Doğu Akdeniz’de yeni gelişme!
‘Türkiye, güç kullanmak zorunda kalabilir’
Türkiye Doğu Akdeniz’de enerji arama çalışmaları için yeni hamleler yaparken, Doğu Akdeniz’i mesken tutan Batılı ülkelerin Türkiye’ye karşı ortaya koyduğu düşmanca tutumu değerlendiren uzmanlar, “Türkiye, kendine ait sınırlar içerisinde çalışmalarını yürütmekte. Batı Dünyası, Türkiye’nin kararlı duruşundan rahatsızlık duyuyor.” dediler.
Murathan Seyitoğlu Ankara Türkiye, Doğu Akdeniz’deki arama faaliyetlerine GKRY ile ABD ve AB’nin tepkilerine rağmen devam ediyor. Uzmanlar, Ankara Kriz ve Siyaset Araştırmaları Merkezi’ne (ANKASAM) Fransa’nın Doğu Akdeniz’de kuracağı deniz üssüne ilişkin yapılan anlaşmaya ilişkin önemli değerlendirmelerde bulundu.

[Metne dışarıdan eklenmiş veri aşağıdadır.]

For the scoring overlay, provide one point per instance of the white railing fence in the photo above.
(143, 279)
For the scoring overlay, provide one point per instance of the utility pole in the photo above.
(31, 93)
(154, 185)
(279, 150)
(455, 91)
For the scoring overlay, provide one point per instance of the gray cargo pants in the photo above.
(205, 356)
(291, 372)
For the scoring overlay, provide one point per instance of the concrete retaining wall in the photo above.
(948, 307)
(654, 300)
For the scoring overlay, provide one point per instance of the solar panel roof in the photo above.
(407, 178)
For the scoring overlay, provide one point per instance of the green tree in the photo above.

“Mısır, İsrail ve Yunanistan arasındaki yakınlaşma dikkat çekici”
Doğu Akdeniz’deki enerji kaynaklarına yönelik arama ve sondaj faaliyetlerine Türkiye’nin devam edeceğine dikkat çeken Siyaset Bilimi ve Uluslararası İlişkiler Uzmanı Prof. Dr. Tarık Oğuzlu, “Bölgede son derece yüksek bir gerginlik var. Türkiye’ye karşı bir ittifak oluşturulmaya çalışılıyor. Özellikle de Mısır, İsrail ve Yunanistan arasındaki stratejik yakınlaşma, son dönemde dikkat çekici seviyelere ulaştı. Üstelik Amerika Birleşik Devletleri’nin (ABD) de söz konusu ülkelere destek verdiği yönünde iddialar bulunuyor.” şeklinde konuştu.
“Türkiye’nin İsrail’le ilişkilerin bozulmasıyla krizler yaşanmakta”

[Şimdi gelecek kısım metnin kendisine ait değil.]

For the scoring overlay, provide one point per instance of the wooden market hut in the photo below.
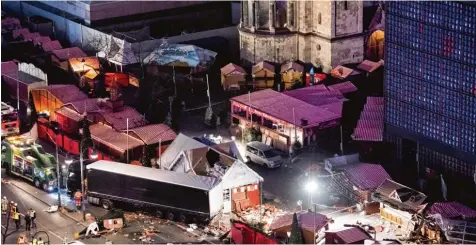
(263, 75)
(291, 71)
(232, 76)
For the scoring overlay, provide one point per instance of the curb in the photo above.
(39, 199)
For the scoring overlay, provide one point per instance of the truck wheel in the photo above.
(170, 216)
(106, 204)
(45, 186)
(183, 218)
(37, 183)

Türkiye’nin dış politikada uyguladığı stratejiden özellikle Batı’nın rahatsız olduğunu vurgu yapan Prof. Dr. Tarık Oğuzlu, şöyle konuştu:
“Türkiye, 1982 tarihli Birleşmiş Milletler Deniz Hukuku Sözleşmesi’ne (BMDHS) taraf olmamasına rağmen bu sözleşmeye binaen Akdeniz’de Münhasır Ekonomik Bölge (MEB) ilan etmemiştir. Yaşanan gelişmeler doğrultusunda MEB’in ilan edilmesinin daha faydalı olacağını savunanlar da bulunmaktadır. Türkiye’nin Mısır ve İsrail’le olan ikili ilişkilerinin bozulmasıyla bu tip krizler yaşanmaktadır. Mesele yalnızca doğal kaynakların paylaşımına ilişkin sorunlardan ibaret değildir. Yaşanan gelişmeler, Türkiye’nin çok yönlü bağımsız dış politika anlayışının cezalandırılmak istenmesiyle de ilişkilidir.”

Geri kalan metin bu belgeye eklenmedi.